Emerging Markets Snap Up Cheap Dollars to Build Reserves

Nations from Colombia to Indonesia are taking advantage of the longest emerging-market-currencies rally since 2009 to pile up record reserves, bolstering their ability to fend off the next foreign-exchange market crisis.

The 12 developing nations with the biggest foreign reserves outside of China added $34 billion in the past three months, lifting their combined holdings to $2.98 trillion on April 30, the most since Bloomberg began compiling the data in 2008. A gauge of 20 major emerging-market currencies is recovering after a 12-month plunge of 11 percent sent it to a four-year low in February.

Emerging-market reserves were depleted by $22 billion in January alone as nations fended off currency speculators to tackle the fallout from the Federal Reserve cutting bond-buying and global political and financial instability. Since then, the currencies gauge has rallied 5 percent from the February low, with policy makers now buying dollars to temper the gains, which make exports more expensive, while giving themselves more resources to help curb selloffs in the future.

Of the dozen biggest reserve holders among developing economies, India, Indonesia and Turkey boosted their holdings the most as government efforts to tame volatility and narrow current-account deficits succeeded in luring back overseas investors.

India’s coffers expanded 7.6 percent since the end of January through 12 May to $285 billion after touching a three-year low of $247 billion in September. Indonesia’s reserves gained 4.9 percent and Turkey’s rose 4.1 percent.

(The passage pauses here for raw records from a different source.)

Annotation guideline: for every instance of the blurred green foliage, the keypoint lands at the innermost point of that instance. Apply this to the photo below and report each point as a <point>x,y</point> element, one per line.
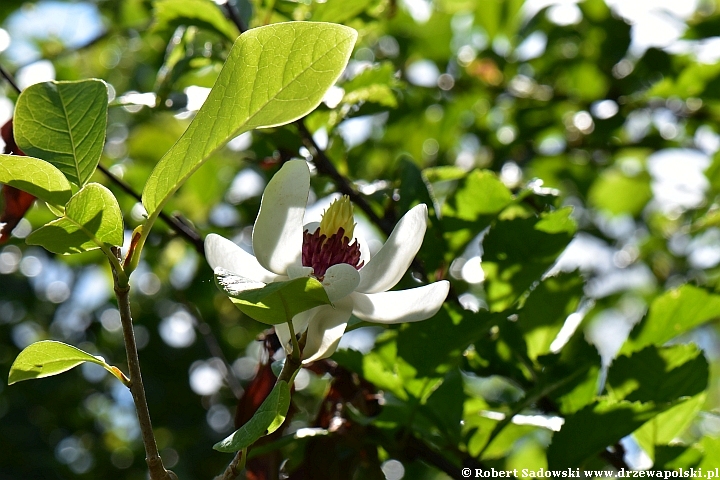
<point>571,175</point>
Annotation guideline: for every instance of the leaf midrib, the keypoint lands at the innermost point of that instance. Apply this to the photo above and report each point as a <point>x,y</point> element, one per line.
<point>182,179</point>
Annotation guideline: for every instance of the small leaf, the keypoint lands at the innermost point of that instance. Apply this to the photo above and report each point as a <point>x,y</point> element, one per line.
<point>590,430</point>
<point>47,358</point>
<point>273,76</point>
<point>170,14</point>
<point>672,314</point>
<point>266,420</point>
<point>275,302</point>
<point>92,219</point>
<point>546,309</point>
<point>36,177</point>
<point>64,123</point>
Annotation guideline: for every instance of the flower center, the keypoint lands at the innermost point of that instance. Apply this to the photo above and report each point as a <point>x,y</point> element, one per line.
<point>330,244</point>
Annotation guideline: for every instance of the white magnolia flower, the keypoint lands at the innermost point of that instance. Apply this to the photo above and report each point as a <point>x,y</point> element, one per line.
<point>355,284</point>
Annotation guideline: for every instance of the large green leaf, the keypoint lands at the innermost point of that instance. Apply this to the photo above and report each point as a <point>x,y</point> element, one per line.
<point>92,219</point>
<point>64,123</point>
<point>266,420</point>
<point>47,358</point>
<point>275,302</point>
<point>36,177</point>
<point>518,251</point>
<point>671,314</point>
<point>658,374</point>
<point>169,14</point>
<point>273,75</point>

The reserve pools have expanded as global investors returned to buying the nations’ assets. Foreigners hold record amount of Indonesian local-currency bonds, while they increased their Indian holdings by 21 percent this year, spurring a 5.5 percent surge in the rupiah versus the U.S. currency and a 3.6 percent rise in the rupee.

Net overseas purchases of Turkish debt were $697 million this quarter, trimming the net selling this year to $2.9 billion. The lira has rallied 3.9 percent in 2014.

China, not included in the reserve index because its size would skew results, boosted its foreign reserves by $126.8 billion in the first quarter to a record $3.95 trillion.

Russia Risk

Russia has been an exception among developing economies, depleting its reserves to stem losses in the ruble triggered by the country’s escalating conflict with neighboring Ukraine.

Bank Rossii sold $24.7 billion and 2.5 billion euros ($3.44 billion) in the past two months as the growing international sanctions against President Vladimir Putin prompted investors to pull money from Russia.

The ruble has dropped 5.7 percent this year against the dollar.

For countries that rely on exports for economic growth, building reserves helps temper currency gains to maintain competitiveness in global markets. Colombia saw reserves rise 0.7 percent in March to $41.8 billion, the biggest increase since September, as the peso’s 6.3 percent advance from its four-year low on Feb. 20 allowed it to buy the U.S. currency cheaply.

Buying Time

The finance ministry of the Andean nation, which exports coal, oil, and coffee, will restart dollar purchases as a competitive exchange rate is “for the benefit of the country,” minister Mauricio Cardenas commented.

In South Korea, where exports account for about half of the $1 trillion economy, foreign-currency reserves climbed to a record $354 billion at the end of March as the central bank said it would move to stabilize the currency if necessary. The won has strengthened 2.7 this year.